Thursday 29 September 2011

We'll all take the pain!



FRANK SOBEY: We'll all take the pain of meters .Thursday, September 29, 2011 Herald Express
ON THE evening of Thursday, September 29, I plan to be at the Oldway public meeting when our councillors debate the placing of yet more parking meters around the town centres and shoreline.




I write this having just watched the hugely expensive Torbay Council-sponsored TV advert promoting late season holidays on the English Riviera, so let me start there.

Whether you like it or not we live on the coast and by its very nature is therefore a 'honey pot' for tourists.

What we have not had for the past four or five years is a sunny summer.

Most places can seem somewhat sad in the rain but a beach is particularly pathetic.

While the harbingers of doom bang on about how hopeless it all is, you must agree that we do live in a stunning beautiful area that springs into life when the sun beats down.

Sky Atlantic is still screening the television diary Fish Town, which tracks the lives of Brixham folk around the harbour.

Sad that it is only on the expensive pay-to-view Sky Atlantic because the filming is stunning and the narrator spins the yarn in elementary verse.

The sun seems always to shine and I do believe that even the seagulls are flying upside down!

It's this, I believe, that has prompted our mayor Gordon Oliver to stump up an additional £250,000 to promote tourism. Hence the little film.

The screening now, it seems, is to capture the late season business although I was a little curious about the waterslide shot because it is, of course, closed at this time of year.

Having said that, it is really good to see lovely film clips of the English Riviera on TV as a thirty-second advertisement.

The film is buoyant and that is how we must be if we want to retain our tourist business in these troubled times.

Part of that buoyancy is down to the local population and whether we make the visitors really welcome.

Having local folk walk around with faces like slapped kippers doesn't get the best reaction from people who have travelled many miles to holiday on the friendly English Riviera.

Now about that welcome.

The reason that I will pitch up at the parking meter meeting is because it seems to me that we are spending hundreds of thousands getting people to visit and then metaphorically take the foot shot as we make them angry by blatantly stinging them with painful parking meter charges.

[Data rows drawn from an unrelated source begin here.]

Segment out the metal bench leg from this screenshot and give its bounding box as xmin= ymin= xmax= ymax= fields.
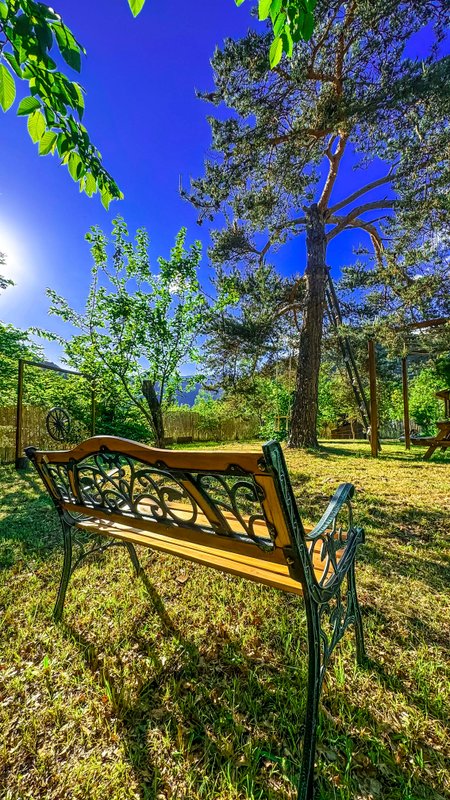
xmin=126 ymin=542 xmax=142 ymax=577
xmin=347 ymin=562 xmax=367 ymax=667
xmin=297 ymin=598 xmax=323 ymax=800
xmin=53 ymin=520 xmax=72 ymax=622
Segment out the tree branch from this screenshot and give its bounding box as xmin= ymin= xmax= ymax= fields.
xmin=317 ymin=133 xmax=348 ymax=211
xmin=326 ymin=197 xmax=395 ymax=242
xmin=327 ymin=217 xmax=383 ymax=263
xmin=328 ymin=164 xmax=396 ymax=214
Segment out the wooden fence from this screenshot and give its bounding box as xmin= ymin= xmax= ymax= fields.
xmin=0 ymin=406 xmax=259 ymax=464
xmin=164 ymin=409 xmax=260 ymax=442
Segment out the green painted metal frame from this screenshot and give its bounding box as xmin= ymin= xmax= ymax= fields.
xmin=26 ymin=442 xmax=367 ymax=800
xmin=263 ymin=442 xmax=367 ymax=800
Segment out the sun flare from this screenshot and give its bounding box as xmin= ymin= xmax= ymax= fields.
xmin=0 ymin=223 xmax=27 ymax=283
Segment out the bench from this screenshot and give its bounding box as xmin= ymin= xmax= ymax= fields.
xmin=25 ymin=436 xmax=365 ymax=800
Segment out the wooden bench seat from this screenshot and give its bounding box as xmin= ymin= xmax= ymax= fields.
xmin=26 ymin=436 xmax=365 ymax=800
xmin=72 ymin=519 xmax=344 ymax=594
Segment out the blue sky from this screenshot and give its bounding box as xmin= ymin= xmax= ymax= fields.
xmin=0 ymin=0 xmax=444 ymax=368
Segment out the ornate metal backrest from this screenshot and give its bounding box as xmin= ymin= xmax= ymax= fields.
xmin=26 ymin=436 xmax=304 ymax=561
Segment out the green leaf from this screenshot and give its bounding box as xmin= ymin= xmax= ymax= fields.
xmin=281 ymin=27 xmax=293 ymax=58
xmin=128 ymin=0 xmax=145 ymax=17
xmin=302 ymin=11 xmax=314 ymax=42
xmin=258 ymin=0 xmax=272 ymax=20
xmin=39 ymin=131 xmax=56 ymax=156
xmin=269 ymin=36 xmax=283 ymax=69
xmin=56 ymin=133 xmax=73 ymax=158
xmin=0 ymin=64 xmax=16 ymax=111
xmin=68 ymin=153 xmax=84 ymax=181
xmin=53 ymin=22 xmax=81 ymax=72
xmin=3 ymin=52 xmax=25 ymax=78
xmin=273 ymin=12 xmax=286 ymax=36
xmin=27 ymin=111 xmax=47 ymax=144
xmin=270 ymin=0 xmax=283 ymax=23
xmin=102 ymin=189 xmax=113 ymax=211
xmin=17 ymin=97 xmax=41 ymax=117
xmin=84 ymin=172 xmax=97 ymax=197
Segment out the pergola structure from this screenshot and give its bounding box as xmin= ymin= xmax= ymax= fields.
xmin=369 ymin=317 xmax=450 ymax=458
xmin=15 ymin=358 xmax=95 ymax=469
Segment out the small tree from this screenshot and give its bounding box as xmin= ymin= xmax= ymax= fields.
xmin=44 ymin=217 xmax=206 ymax=447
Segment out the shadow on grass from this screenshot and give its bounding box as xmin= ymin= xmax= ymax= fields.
xmin=58 ymin=574 xmax=448 ymax=800
xmin=62 ymin=571 xmax=304 ymax=800
xmin=0 ymin=468 xmax=62 ymax=569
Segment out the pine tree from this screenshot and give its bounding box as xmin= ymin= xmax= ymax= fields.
xmin=188 ymin=0 xmax=450 ymax=447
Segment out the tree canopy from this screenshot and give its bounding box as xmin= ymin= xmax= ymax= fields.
xmin=188 ymin=0 xmax=450 ymax=445
xmin=46 ymin=217 xmax=206 ymax=446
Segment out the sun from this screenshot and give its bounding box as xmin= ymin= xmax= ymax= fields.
xmin=0 ymin=222 xmax=27 ymax=283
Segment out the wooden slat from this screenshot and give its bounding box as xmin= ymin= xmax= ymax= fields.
xmin=35 ymin=436 xmax=263 ymax=474
xmin=73 ymin=521 xmax=334 ymax=594
xmin=63 ymin=503 xmax=296 ymax=565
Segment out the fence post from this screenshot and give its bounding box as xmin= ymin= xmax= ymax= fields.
xmin=15 ymin=358 xmax=28 ymax=469
xmin=402 ymin=356 xmax=411 ymax=450
xmin=369 ymin=339 xmax=379 ymax=458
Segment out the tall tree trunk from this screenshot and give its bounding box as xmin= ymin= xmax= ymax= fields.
xmin=289 ymin=203 xmax=328 ymax=447
xmin=142 ymin=381 xmax=166 ymax=447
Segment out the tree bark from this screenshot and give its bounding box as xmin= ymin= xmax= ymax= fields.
xmin=288 ymin=203 xmax=328 ymax=447
xmin=142 ymin=381 xmax=166 ymax=448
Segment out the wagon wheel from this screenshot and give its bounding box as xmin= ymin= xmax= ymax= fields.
xmin=45 ymin=406 xmax=70 ymax=442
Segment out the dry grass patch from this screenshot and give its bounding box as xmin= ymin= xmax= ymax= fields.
xmin=0 ymin=443 xmax=450 ymax=800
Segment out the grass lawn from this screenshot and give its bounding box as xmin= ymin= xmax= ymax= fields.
xmin=0 ymin=443 xmax=450 ymax=800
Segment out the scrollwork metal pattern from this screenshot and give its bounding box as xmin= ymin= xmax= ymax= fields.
xmin=47 ymin=451 xmax=275 ymax=550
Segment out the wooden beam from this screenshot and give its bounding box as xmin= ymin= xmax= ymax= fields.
xmin=369 ymin=339 xmax=379 ymax=458
xmin=402 ymin=356 xmax=411 ymax=450
xmin=23 ymin=359 xmax=85 ymax=379
xmin=406 ymin=317 xmax=450 ymax=331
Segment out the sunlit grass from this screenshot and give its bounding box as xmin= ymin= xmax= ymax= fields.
xmin=0 ymin=443 xmax=450 ymax=800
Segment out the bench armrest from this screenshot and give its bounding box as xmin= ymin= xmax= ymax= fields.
xmin=305 ymin=483 xmax=364 ymax=589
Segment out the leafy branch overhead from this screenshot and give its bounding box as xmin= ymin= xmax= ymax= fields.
xmin=234 ymin=0 xmax=317 ymax=68
xmin=0 ymin=0 xmax=126 ymax=208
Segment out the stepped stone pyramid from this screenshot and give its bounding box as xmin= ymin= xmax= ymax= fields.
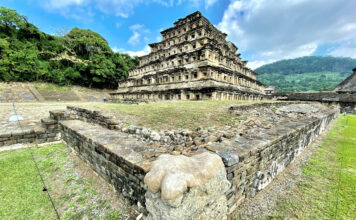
xmin=110 ymin=11 xmax=264 ymax=102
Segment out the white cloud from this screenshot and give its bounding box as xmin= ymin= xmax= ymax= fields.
xmin=45 ymin=0 xmax=84 ymax=9
xmin=115 ymin=22 xmax=122 ymax=28
xmin=127 ymin=32 xmax=141 ymax=45
xmin=122 ymin=45 xmax=151 ymax=57
xmin=217 ymin=0 xmax=356 ymax=66
xmin=204 ymin=0 xmax=218 ymax=9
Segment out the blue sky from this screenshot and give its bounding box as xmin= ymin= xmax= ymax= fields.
xmin=0 ymin=0 xmax=356 ymax=68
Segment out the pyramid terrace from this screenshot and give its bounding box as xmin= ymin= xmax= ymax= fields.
xmin=110 ymin=12 xmax=264 ymax=102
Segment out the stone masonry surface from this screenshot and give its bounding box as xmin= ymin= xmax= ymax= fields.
xmin=0 ymin=102 xmax=339 ymax=219
xmin=110 ymin=12 xmax=264 ymax=103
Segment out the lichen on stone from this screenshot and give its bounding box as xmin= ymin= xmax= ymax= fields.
xmin=144 ymin=152 xmax=224 ymax=200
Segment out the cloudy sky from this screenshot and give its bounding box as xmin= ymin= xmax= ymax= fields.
xmin=0 ymin=0 xmax=356 ymax=69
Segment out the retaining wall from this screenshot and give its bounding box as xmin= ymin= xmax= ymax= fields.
xmin=223 ymin=109 xmax=340 ymax=214
xmin=52 ymin=103 xmax=340 ymax=216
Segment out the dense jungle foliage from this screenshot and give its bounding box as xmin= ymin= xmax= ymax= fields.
xmin=255 ymin=56 xmax=356 ymax=92
xmin=0 ymin=7 xmax=138 ymax=89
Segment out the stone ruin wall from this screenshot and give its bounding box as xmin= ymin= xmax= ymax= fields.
xmin=36 ymin=103 xmax=339 ymax=219
xmin=264 ymin=92 xmax=356 ymax=114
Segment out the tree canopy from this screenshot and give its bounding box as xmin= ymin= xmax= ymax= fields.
xmin=0 ymin=7 xmax=138 ymax=89
xmin=255 ymin=56 xmax=356 ymax=92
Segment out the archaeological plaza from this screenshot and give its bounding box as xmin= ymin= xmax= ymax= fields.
xmin=0 ymin=11 xmax=356 ymax=220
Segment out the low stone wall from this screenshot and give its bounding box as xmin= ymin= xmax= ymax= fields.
xmin=60 ymin=121 xmax=147 ymax=212
xmin=56 ymin=105 xmax=340 ymax=216
xmin=265 ymin=92 xmax=356 ymax=114
xmin=0 ymin=102 xmax=340 ymax=219
xmin=0 ymin=119 xmax=60 ymax=147
xmin=222 ymin=109 xmax=340 ymax=215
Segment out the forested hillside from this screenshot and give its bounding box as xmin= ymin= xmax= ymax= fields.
xmin=255 ymin=56 xmax=356 ymax=92
xmin=0 ymin=7 xmax=138 ymax=89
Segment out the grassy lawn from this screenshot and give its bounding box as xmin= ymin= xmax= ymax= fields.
xmin=0 ymin=144 xmax=126 ymax=219
xmin=90 ymin=101 xmax=272 ymax=129
xmin=272 ymin=115 xmax=356 ymax=219
xmin=34 ymin=83 xmax=72 ymax=91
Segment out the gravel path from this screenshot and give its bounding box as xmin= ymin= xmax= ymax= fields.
xmin=236 ymin=117 xmax=336 ymax=219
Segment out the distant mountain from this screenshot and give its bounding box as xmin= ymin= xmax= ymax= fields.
xmin=255 ymin=56 xmax=356 ymax=92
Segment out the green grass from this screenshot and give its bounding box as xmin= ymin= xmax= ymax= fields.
xmin=0 ymin=144 xmax=121 ymax=220
xmin=34 ymin=83 xmax=72 ymax=91
xmin=271 ymin=115 xmax=356 ymax=219
xmin=91 ymin=101 xmax=270 ymax=129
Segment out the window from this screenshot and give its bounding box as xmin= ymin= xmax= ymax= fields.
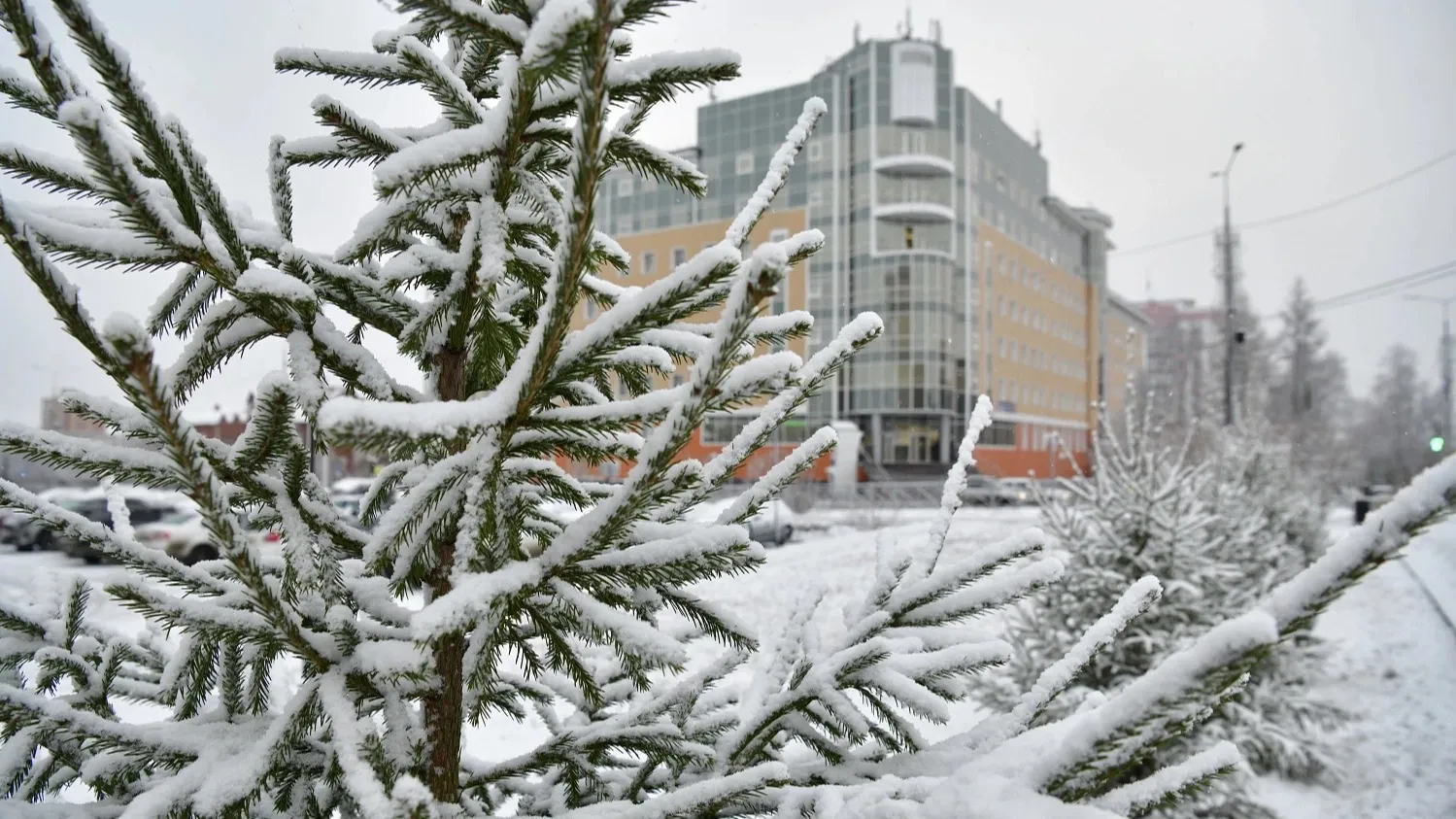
xmin=977 ymin=422 xmax=1016 ymax=446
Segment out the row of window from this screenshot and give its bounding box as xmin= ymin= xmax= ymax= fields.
xmin=700 ymin=416 xmax=809 ymax=446
xmin=995 ymin=254 xmax=1086 ymax=314
xmin=971 ymin=151 xmax=1080 ymax=268
xmin=996 ymin=379 xmax=1088 ymax=413
xmin=996 ymin=337 xmax=1088 ymax=381
xmin=614 ymin=227 xmax=789 ymax=276
xmin=996 ymin=296 xmax=1086 ymax=349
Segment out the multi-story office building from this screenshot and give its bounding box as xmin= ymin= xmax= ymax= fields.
xmin=1140 ymin=299 xmax=1223 ymax=427
xmin=591 ymin=25 xmax=1137 ymax=475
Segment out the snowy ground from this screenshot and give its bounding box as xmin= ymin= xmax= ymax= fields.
xmin=0 ymin=509 xmax=1456 ymax=819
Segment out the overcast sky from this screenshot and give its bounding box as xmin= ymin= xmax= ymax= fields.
xmin=0 ymin=0 xmax=1456 ymax=422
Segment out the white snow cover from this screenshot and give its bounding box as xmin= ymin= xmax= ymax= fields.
xmin=11 ymin=0 xmax=1456 ymax=819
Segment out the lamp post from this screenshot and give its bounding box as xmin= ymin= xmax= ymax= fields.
xmin=1213 ymin=143 xmax=1243 ymax=426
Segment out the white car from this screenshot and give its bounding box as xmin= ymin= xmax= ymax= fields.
xmin=1000 ymin=478 xmax=1036 ymax=506
xmin=685 ymin=498 xmax=794 ymax=547
xmin=135 ymin=509 xmax=280 ymax=565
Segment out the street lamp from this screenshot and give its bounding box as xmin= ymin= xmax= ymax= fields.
xmin=1213 ymin=143 xmax=1243 ymax=426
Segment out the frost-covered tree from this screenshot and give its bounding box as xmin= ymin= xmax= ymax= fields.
xmin=990 ymin=399 xmax=1341 ymax=819
xmin=0 ymin=0 xmax=1456 ymax=819
xmin=992 ymin=399 xmax=1232 ymax=714
xmin=1357 ymin=344 xmax=1440 ymax=486
xmin=1205 ymin=419 xmax=1345 ymax=799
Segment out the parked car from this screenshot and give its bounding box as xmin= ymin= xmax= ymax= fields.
xmin=135 ymin=509 xmax=280 ymax=565
xmin=961 ymin=475 xmax=1031 ymax=506
xmin=1000 ymin=478 xmax=1036 ymax=506
xmin=1356 ymin=484 xmax=1395 ymax=524
xmin=55 ymin=490 xmax=195 ymax=564
xmin=686 ymin=498 xmax=794 ymax=547
xmin=4 ymin=487 xmax=100 ymax=553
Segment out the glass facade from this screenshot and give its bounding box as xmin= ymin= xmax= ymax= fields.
xmin=600 ymin=31 xmax=1112 ymax=465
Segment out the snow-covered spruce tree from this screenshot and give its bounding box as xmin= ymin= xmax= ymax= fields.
xmin=0 ymin=0 xmax=1310 ymax=819
xmin=987 ymin=401 xmax=1236 ymax=716
xmin=1205 ymin=416 xmax=1347 ymax=783
xmin=0 ymin=0 xmax=1456 ymax=819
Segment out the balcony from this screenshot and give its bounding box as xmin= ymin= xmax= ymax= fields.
xmin=875 ymin=154 xmax=955 ymax=177
xmin=875 ymin=180 xmax=955 ymax=224
xmin=875 ymin=203 xmax=955 ymax=224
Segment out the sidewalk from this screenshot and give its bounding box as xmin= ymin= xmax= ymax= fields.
xmin=1258 ymin=525 xmax=1456 ymax=819
xmin=1405 ymin=521 xmax=1456 ymax=627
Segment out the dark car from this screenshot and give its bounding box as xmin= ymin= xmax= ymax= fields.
xmin=9 ymin=495 xmax=94 ymax=553
xmin=1356 ymin=484 xmax=1395 ymax=527
xmin=55 ymin=497 xmax=182 ymax=564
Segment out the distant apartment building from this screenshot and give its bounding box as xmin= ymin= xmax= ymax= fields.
xmin=591 ymin=26 xmax=1141 ymax=475
xmin=1138 ymin=299 xmax=1222 ymax=426
xmin=41 ymin=395 xmax=111 ymax=437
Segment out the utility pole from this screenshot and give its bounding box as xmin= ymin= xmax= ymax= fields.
xmin=1405 ymin=294 xmax=1456 ymax=440
xmin=1213 ymin=143 xmax=1243 ymax=426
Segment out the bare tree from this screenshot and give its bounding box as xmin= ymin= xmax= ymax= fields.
xmin=1356 ymin=344 xmax=1440 ymax=486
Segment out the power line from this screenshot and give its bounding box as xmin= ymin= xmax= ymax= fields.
xmin=1109 ymin=149 xmax=1456 ymax=256
xmin=1235 ymin=259 xmax=1456 ymax=321
xmin=1315 ymin=259 xmax=1456 ymax=309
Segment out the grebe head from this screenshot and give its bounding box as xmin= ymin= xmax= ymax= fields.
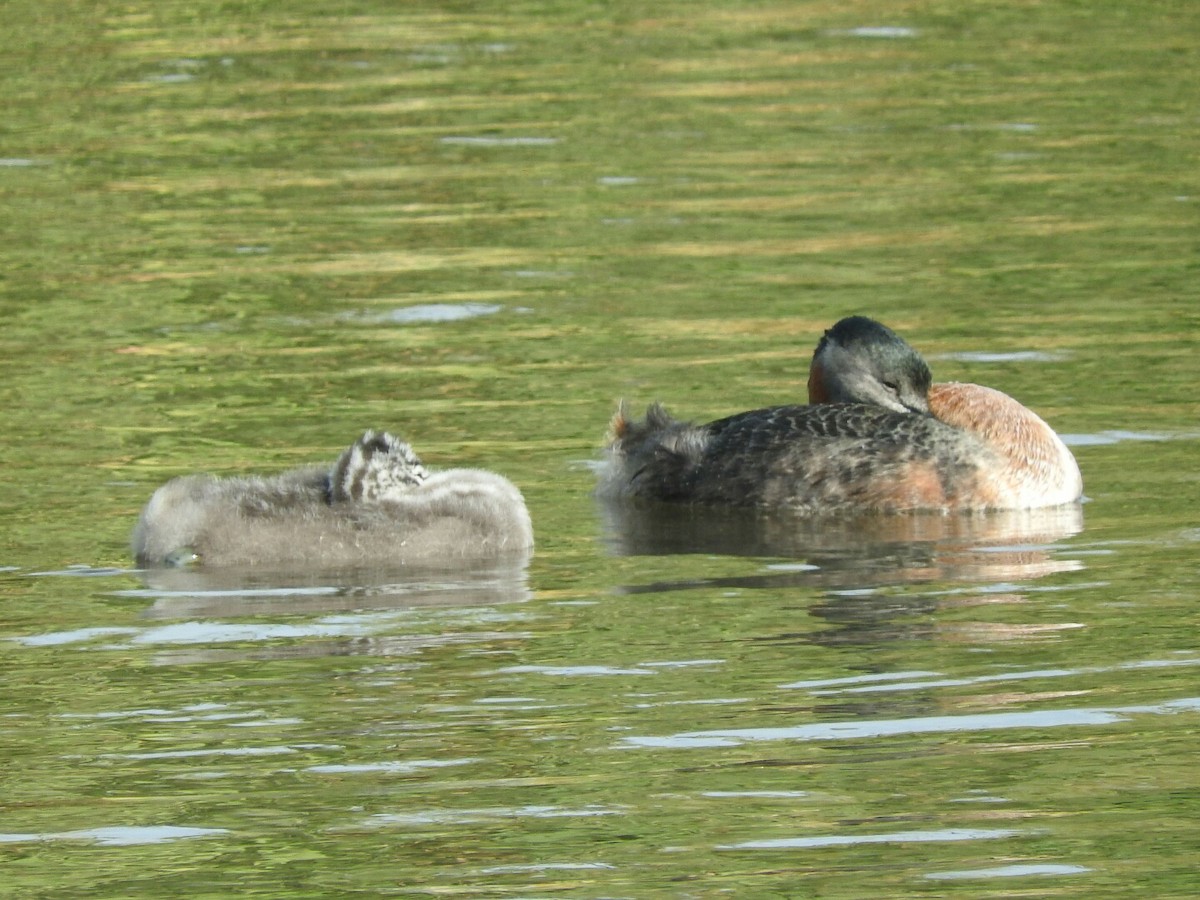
xmin=329 ymin=431 xmax=428 ymax=503
xmin=809 ymin=316 xmax=932 ymax=415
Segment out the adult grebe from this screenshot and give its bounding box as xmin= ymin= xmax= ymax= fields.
xmin=132 ymin=431 xmax=533 ymax=566
xmin=598 ymin=316 xmax=1084 ymax=512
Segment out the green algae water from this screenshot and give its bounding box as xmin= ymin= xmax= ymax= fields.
xmin=0 ymin=0 xmax=1200 ymax=898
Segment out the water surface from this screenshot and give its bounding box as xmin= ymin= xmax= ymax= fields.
xmin=0 ymin=0 xmax=1200 ymax=898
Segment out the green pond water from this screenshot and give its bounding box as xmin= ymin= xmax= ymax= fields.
xmin=0 ymin=0 xmax=1200 ymax=898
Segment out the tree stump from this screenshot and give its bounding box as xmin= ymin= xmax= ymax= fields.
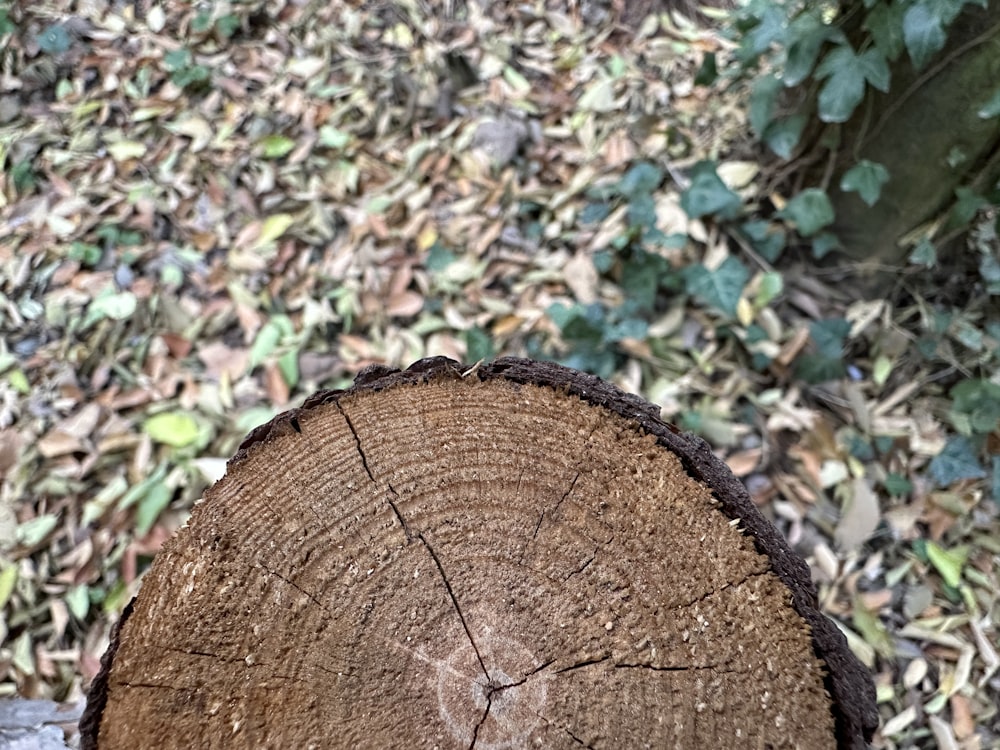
xmin=81 ymin=358 xmax=877 ymax=750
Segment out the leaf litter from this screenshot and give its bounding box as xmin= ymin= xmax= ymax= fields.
xmin=0 ymin=0 xmax=1000 ymax=748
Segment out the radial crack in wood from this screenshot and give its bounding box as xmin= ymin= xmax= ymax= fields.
xmin=81 ymin=358 xmax=877 ymax=750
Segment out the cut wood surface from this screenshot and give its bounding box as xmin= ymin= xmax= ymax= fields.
xmin=81 ymin=358 xmax=877 ymax=749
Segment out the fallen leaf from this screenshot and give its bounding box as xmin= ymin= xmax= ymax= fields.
xmin=833 ymin=477 xmax=881 ymax=551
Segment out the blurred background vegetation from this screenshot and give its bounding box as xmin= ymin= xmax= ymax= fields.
xmin=0 ymin=0 xmax=1000 ymax=748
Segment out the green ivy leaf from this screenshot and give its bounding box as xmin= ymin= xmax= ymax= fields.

But, of course, it isn't just the holidaymakers who take the parking meter pain since the local population get to share.

A local legal-eagle is looking at the relevant statute since our executive seem to be using parking meters as a means of revenue collection rather than traffic control.

That being the case, we have one part of the administration saying to people please come visit whilst another department is making them very unwelcome!

Of course, it isn't just about tourists when the parking meters start to spread like some alien life form.

It's hard enough these days to hold a community together around the centre of a town.

The evidence is the sad empty shops that look hopelessly like the mouth of a man in need of a dentist after years of oral neglect.

We've spent, again, hundreds of thousands on town centre managers and consultants.

We watched our Prime Minister ' launch' shopping guru Mary Portas on some sort of spiritual retail journey around the towns and cities in the hope of regenerating the flagging fortunes of the high street.

So what do we do on the English Riviera / Torbay/ Agatha's Riviera?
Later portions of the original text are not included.